As part of the initiative, all patients who smoke receiving treatment at one of the 42 centers should be urged to quit, offered evidence-based cessation treatment, and tracked “in order to assess treatment outcomes.”
Each of the centers is also required to have a plan in place to continue its program for an additional two years after NCI funding ends, Fiore said.
“In many ways this is really a manifestation of the promise of ‘Moonshot,’ which is designed to accelerate the ways we can help more cancer patients and prevent more cancers,” he said.

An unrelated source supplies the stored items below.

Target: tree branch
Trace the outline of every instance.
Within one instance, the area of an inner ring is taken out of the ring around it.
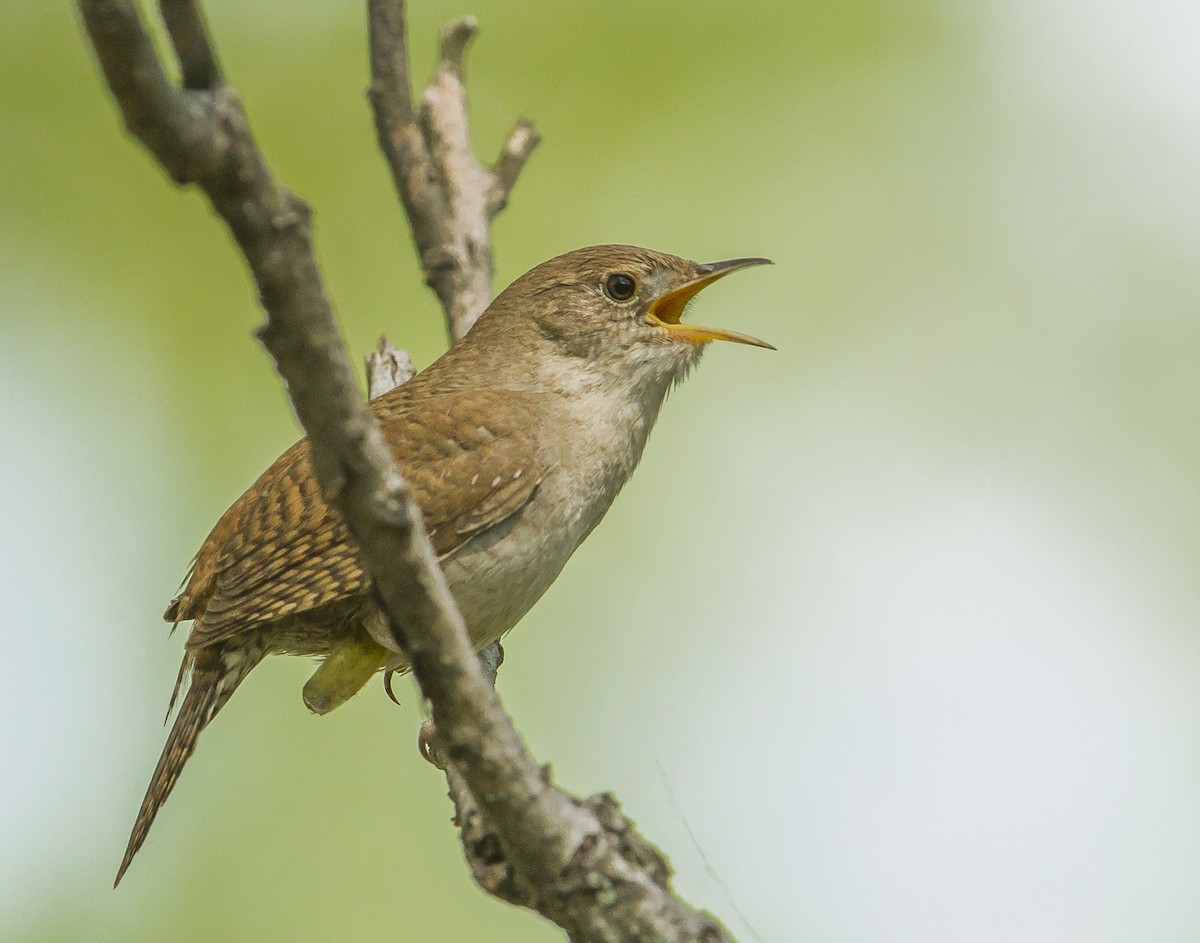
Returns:
[[[368,399],[407,383],[417,372],[408,351],[393,347],[386,337],[379,338],[379,346],[367,354],[365,361]]]
[[[475,159],[467,130],[463,61],[478,24],[442,30],[442,55],[414,109],[402,0],[368,0],[371,87],[379,146],[412,225],[425,281],[446,314],[450,338],[470,330],[492,300],[488,224],[503,209],[541,135],[522,118],[495,167]]]
[[[183,87],[187,89],[216,88],[221,84],[221,68],[204,17],[193,0],[159,0],[167,35],[179,57]]]
[[[128,128],[175,180],[208,195],[250,267],[267,313],[259,336],[308,434],[317,479],[344,516],[397,647],[431,704],[439,753],[461,779],[456,799],[477,879],[578,943],[727,940],[711,917],[670,892],[662,856],[615,802],[555,789],[525,752],[357,389],[313,254],[308,207],[267,168],[236,94],[222,83],[199,10],[187,0],[163,2],[184,74],[178,88],[133,0],[78,3]],[[536,132],[528,130],[524,143],[510,137],[512,156],[497,172],[466,159],[461,63],[474,31],[466,20],[443,34],[442,64],[418,128],[411,101],[395,97],[408,88],[403,5],[371,0],[370,7],[381,143],[412,214],[422,264],[458,336],[490,297],[489,207],[502,205]],[[432,177],[418,179],[430,167]]]

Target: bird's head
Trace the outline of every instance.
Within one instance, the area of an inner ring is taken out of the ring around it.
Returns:
[[[769,262],[696,263],[636,246],[576,249],[513,282],[472,333],[504,333],[510,342],[520,337],[547,369],[580,380],[669,385],[687,373],[710,341],[774,349],[747,334],[682,322],[702,288]]]

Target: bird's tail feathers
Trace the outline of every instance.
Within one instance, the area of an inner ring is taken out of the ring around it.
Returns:
[[[226,642],[191,650],[184,655],[175,690],[171,694],[171,707],[167,709],[168,717],[175,706],[184,676],[189,672],[191,680],[175,724],[167,736],[167,744],[163,747],[158,766],[150,778],[150,786],[138,810],[137,821],[134,822],[133,832],[129,836],[129,846],[125,849],[125,857],[121,861],[113,887],[121,883],[133,856],[146,840],[154,817],[167,801],[171,790],[175,788],[184,764],[196,750],[200,731],[207,727],[217,712],[225,706],[242,679],[250,673],[250,669],[262,661],[265,654],[261,649]]]

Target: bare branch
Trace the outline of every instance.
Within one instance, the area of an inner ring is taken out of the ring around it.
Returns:
[[[80,2],[79,9],[129,133],[177,182],[198,179],[215,162],[216,149],[197,134],[194,100],[168,80],[137,6],[131,0]]]
[[[420,198],[425,193],[424,188],[409,187],[409,179],[429,178],[433,167],[425,142],[416,128],[416,112],[408,83],[408,26],[404,5],[372,2],[368,8],[371,87],[367,95],[375,112],[380,147],[407,207],[410,199]]]
[[[221,67],[208,39],[204,16],[194,0],[159,0],[159,10],[179,58],[183,87],[216,88],[221,84]]]
[[[455,78],[462,78],[467,44],[478,31],[479,21],[473,16],[464,16],[442,27],[442,68]]]
[[[519,118],[508,132],[500,156],[492,166],[492,187],[488,191],[488,216],[495,217],[508,203],[508,194],[525,168],[525,162],[542,141],[541,132],[528,118]]]
[[[317,267],[308,205],[271,175],[237,94],[228,85],[173,86],[132,0],[80,0],[79,9],[127,127],[175,180],[200,186],[229,226],[258,285],[268,336],[278,333],[278,324],[303,334],[303,341],[292,341],[287,370],[293,375],[285,372],[285,379],[305,429],[315,426],[320,439],[325,424],[353,422],[356,438],[367,441],[373,426]],[[197,61],[215,63],[198,11],[183,3],[174,15],[173,37]],[[303,374],[313,370],[326,382],[307,384]],[[369,441],[376,453],[370,467],[382,479],[390,456],[378,431]],[[342,464],[333,443],[314,449],[317,477],[327,489],[336,491],[347,478]]]
[[[471,151],[463,85],[475,19],[464,17],[442,30],[441,60],[414,109],[403,0],[368,0],[368,9],[369,95],[380,147],[408,214],[425,281],[456,341],[492,300],[488,223],[504,206],[539,136],[522,122],[520,134],[514,131],[505,146],[511,159],[502,156],[495,170],[484,167]]]
[[[367,354],[366,367],[368,399],[407,383],[417,372],[408,351],[393,347],[386,337],[379,338],[379,346]]]

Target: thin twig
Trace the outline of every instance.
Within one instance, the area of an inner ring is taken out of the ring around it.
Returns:
[[[186,89],[216,88],[221,84],[221,67],[204,16],[194,0],[159,0],[163,23],[179,57],[179,68]]]
[[[542,135],[528,118],[518,118],[508,132],[500,156],[492,167],[492,186],[488,190],[488,215],[495,217],[508,204],[508,195],[533,149],[541,143]]]
[[[393,347],[386,337],[379,338],[379,346],[367,354],[366,368],[368,399],[407,383],[417,372],[408,351]]]

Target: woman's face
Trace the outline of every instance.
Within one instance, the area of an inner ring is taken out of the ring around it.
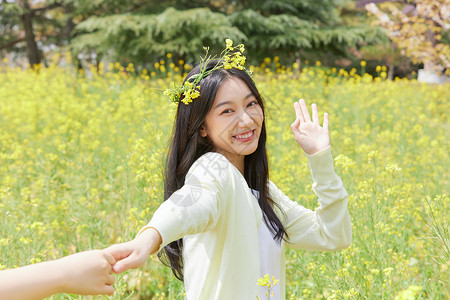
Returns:
[[[200,133],[209,137],[214,151],[231,162],[243,161],[258,147],[263,121],[262,108],[248,86],[230,77],[217,90]]]

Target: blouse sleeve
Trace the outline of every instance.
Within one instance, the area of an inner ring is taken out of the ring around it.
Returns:
[[[334,172],[331,148],[307,157],[314,181],[312,187],[319,198],[319,207],[315,211],[290,200],[269,181],[272,199],[284,213],[287,245],[318,251],[347,248],[352,240],[348,194]]]
[[[185,235],[215,227],[222,212],[223,191],[229,181],[229,162],[218,153],[201,156],[189,169],[184,186],[155,211],[145,228],[161,235],[160,249]]]

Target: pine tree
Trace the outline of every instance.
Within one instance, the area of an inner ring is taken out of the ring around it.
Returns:
[[[348,56],[349,47],[387,40],[380,29],[342,18],[343,1],[349,0],[42,0],[27,9],[20,5],[27,1],[0,0],[6,33],[0,51],[33,48],[23,43],[25,29],[14,32],[29,12],[36,44],[69,45],[75,57],[87,54],[97,63],[108,57],[146,65],[169,52],[176,61],[194,62],[203,46],[215,53],[225,38],[245,43],[253,63],[275,55],[286,62]]]
[[[77,26],[72,46],[76,53],[91,49],[142,64],[167,52],[197,61],[202,46],[220,49],[225,38],[245,43],[252,62],[274,55],[291,61],[346,56],[349,47],[387,41],[381,29],[346,24],[338,8],[334,0],[169,1],[137,13],[93,16]]]
[[[252,57],[347,56],[349,47],[387,41],[383,30],[364,23],[348,24],[333,0],[262,1],[230,15],[247,37]],[[275,51],[274,51],[275,50]]]
[[[154,15],[91,17],[79,24],[76,32],[79,35],[72,42],[74,52],[92,49],[121,62],[138,64],[152,63],[166,53],[184,61],[198,60],[203,46],[222,46],[225,37],[246,39],[224,14],[209,8],[169,7]]]

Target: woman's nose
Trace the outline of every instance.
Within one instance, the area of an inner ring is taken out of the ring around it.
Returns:
[[[242,114],[239,116],[239,126],[241,127],[249,126],[253,124],[253,122],[254,121],[252,116],[246,111],[243,111]]]

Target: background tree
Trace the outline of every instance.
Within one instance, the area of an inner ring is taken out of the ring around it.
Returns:
[[[39,64],[42,47],[54,36],[53,16],[49,12],[59,8],[61,3],[2,0],[0,5],[0,51],[26,52],[30,65]]]
[[[377,6],[378,3],[378,6]],[[426,71],[450,67],[448,0],[361,1],[359,6],[376,16],[375,25],[387,29],[389,38]]]
[[[92,15],[133,11],[148,1],[135,0],[0,0],[0,54],[26,53],[30,65],[44,53],[66,46],[75,25]]]
[[[71,43],[75,53],[95,51],[120,62],[153,64],[156,57],[172,53],[175,60],[198,60],[203,46],[223,46],[225,37],[246,37],[223,13],[209,8],[176,10],[160,14],[115,14],[91,17],[76,28]]]
[[[198,60],[202,46],[225,37],[245,42],[253,63],[266,56],[348,56],[349,47],[387,41],[383,30],[347,24],[333,0],[167,1],[133,13],[93,16],[76,27],[75,53],[95,51],[145,64],[167,52]],[[333,61],[334,63],[334,61]]]
[[[245,42],[252,63],[278,55],[285,63],[301,57],[335,64],[352,57],[349,48],[386,41],[383,30],[342,17],[352,11],[349,0],[0,1],[0,50],[28,50],[32,64],[42,49],[67,45],[95,63],[107,57],[148,66],[169,52],[192,62],[202,46],[221,49],[225,37]]]
[[[282,0],[252,2],[230,18],[248,37],[252,56],[273,55],[326,60],[349,57],[350,47],[385,43],[383,30],[343,18],[352,2],[334,0]]]

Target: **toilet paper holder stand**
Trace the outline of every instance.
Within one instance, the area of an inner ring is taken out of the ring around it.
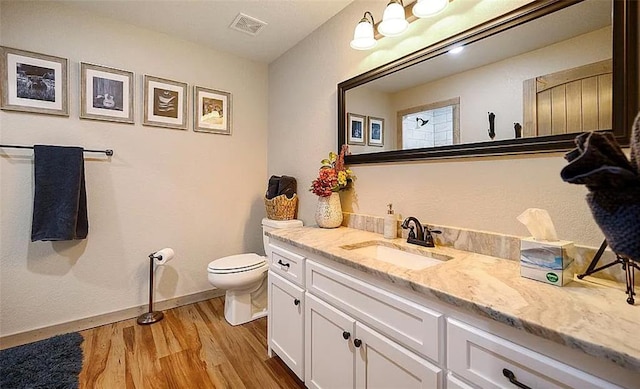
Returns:
[[[138,324],[147,325],[153,324],[162,320],[164,313],[153,310],[153,261],[154,259],[162,259],[162,254],[157,252],[149,254],[149,312],[143,313],[138,316],[136,320]]]

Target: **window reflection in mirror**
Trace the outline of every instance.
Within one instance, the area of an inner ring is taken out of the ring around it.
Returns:
[[[398,120],[403,150],[460,143],[460,98],[399,111]]]
[[[516,124],[524,137],[611,129],[611,58],[611,2],[586,0],[349,89],[345,106],[385,119],[385,151],[515,139]],[[426,118],[417,112],[432,109],[416,107],[451,96],[459,99],[457,133],[436,142],[435,133],[416,130]],[[495,113],[493,137],[488,112]],[[423,135],[433,142],[417,142]]]

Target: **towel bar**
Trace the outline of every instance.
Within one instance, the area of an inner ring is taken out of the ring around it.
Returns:
[[[33,150],[33,146],[0,145],[0,147],[7,147],[7,148],[12,148],[12,149],[32,149]],[[111,150],[111,149],[106,149],[106,150],[89,150],[89,149],[85,149],[84,152],[85,153],[104,153],[109,157],[111,157],[113,155],[113,150]]]

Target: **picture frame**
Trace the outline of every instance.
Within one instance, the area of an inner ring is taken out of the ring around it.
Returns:
[[[187,129],[188,85],[184,82],[144,75],[142,125]]]
[[[80,62],[80,118],[133,124],[133,72]]]
[[[69,116],[69,62],[0,46],[0,109]]]
[[[356,113],[347,114],[347,144],[362,145],[366,144],[367,139],[367,118]]]
[[[384,146],[384,119],[368,116],[367,134],[367,144],[369,146]]]
[[[231,135],[232,121],[230,92],[201,86],[193,88],[193,131]]]

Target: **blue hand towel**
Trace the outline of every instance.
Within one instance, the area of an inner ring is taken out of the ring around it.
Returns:
[[[31,241],[84,239],[89,231],[81,147],[35,145]]]
[[[576,146],[560,176],[589,189],[587,203],[611,249],[640,261],[640,115],[631,135],[631,162],[610,133],[578,135]]]

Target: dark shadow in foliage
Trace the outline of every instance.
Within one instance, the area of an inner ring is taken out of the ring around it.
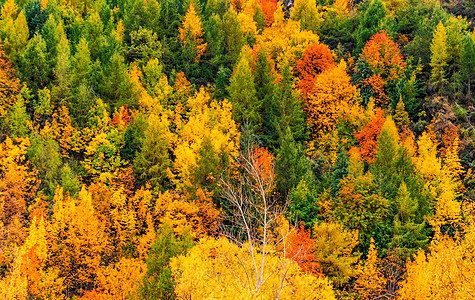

Allowing individual centers some autonomy in their organizational approaches to delivering smoking cessation treatments will allow them to serve as laboratories for researching how to best incorporate such treatments into clinical practice, Fiore said.
“The idea is that the lessons learned over the next few years can be disseminated to other cancer clinics,” he said. “Ideally, every patient who comes into a cancer clinic who smokes should be offered effective treatment.”